Yen’s hesitations. Which way to go?
The USD/JPY is now experiencing a choppy consolidation after significant downfall last week. The BoJ is determined to struggle to death to achieve its cherishing goal of 2% inflation rate. With the brand-new monetary policy tool, the BOJ’s official aspire to alleviate the burden of QE imposed on the financial institutions. Earlier today we had a chance to hear the speech of the BoJ’s Governor Haruhiko Kuroda with his comprehensive assessment of the newly introduced monetary policy. Investors’ mood has deteriorated as soon as Mr. Kuroda confirmed that BOJ is determined to push the interest rate even deeper into to the negative territory. According to the Governor, the central bank simply cannot lose momentum to revive the Japan’s economy, when a substantial progress toward overcoming deflation has been already made.

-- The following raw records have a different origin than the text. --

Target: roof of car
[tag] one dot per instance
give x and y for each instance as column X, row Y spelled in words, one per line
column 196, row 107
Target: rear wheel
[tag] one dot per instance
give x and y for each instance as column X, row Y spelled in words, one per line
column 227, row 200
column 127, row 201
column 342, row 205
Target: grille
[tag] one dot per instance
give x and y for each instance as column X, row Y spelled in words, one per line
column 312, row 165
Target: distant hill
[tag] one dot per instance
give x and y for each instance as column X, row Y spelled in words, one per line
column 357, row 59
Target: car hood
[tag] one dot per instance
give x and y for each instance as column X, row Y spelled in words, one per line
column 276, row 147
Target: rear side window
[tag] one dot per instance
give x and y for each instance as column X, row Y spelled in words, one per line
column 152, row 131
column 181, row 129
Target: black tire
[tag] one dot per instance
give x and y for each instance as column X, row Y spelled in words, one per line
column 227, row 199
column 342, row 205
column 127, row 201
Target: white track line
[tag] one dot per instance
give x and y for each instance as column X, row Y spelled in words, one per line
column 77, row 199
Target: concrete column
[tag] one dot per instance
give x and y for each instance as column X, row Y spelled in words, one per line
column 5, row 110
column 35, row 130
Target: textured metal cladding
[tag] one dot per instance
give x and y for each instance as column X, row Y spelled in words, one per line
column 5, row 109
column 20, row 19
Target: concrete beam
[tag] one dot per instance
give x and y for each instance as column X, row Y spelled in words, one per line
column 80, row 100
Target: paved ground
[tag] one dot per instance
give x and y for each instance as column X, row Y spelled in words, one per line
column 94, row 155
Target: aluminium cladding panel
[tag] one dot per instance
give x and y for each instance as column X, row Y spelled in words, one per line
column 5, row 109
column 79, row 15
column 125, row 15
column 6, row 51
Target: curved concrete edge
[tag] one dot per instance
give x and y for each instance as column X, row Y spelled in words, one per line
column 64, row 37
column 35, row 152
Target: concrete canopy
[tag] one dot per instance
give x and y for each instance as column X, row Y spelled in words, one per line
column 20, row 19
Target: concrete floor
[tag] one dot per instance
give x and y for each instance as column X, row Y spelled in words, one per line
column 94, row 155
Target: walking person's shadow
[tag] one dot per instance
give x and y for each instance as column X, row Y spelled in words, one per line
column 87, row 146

Meanwhile, big stakeholders share ambivalent view on the yen’s future. The Bank of Tokyo Mitsubishi’ forecast stands out of others. According to the bank’s analysts, the JPY might strengthen in a short term in line with trade and capital flows. Nomura Securities has another opinion on this account. It expects the JPY will weaken in the midterm, especially if a range of positive external developments in the US occurs (possible US rate hikes and a reduction in US political uncertainty after presidential elections).
Société Générale doesn’t give us a clear picture of the yen’s future, but comes up with some hints on its further movement. The bank suggests that a rebound towards the highs of September (104 – 104,45) is possible, once USD/JPY reaches the mark of 100. Alternatively, if the bears break through this significant support, the USD/JPY will go down to 95 – 94,8 levels.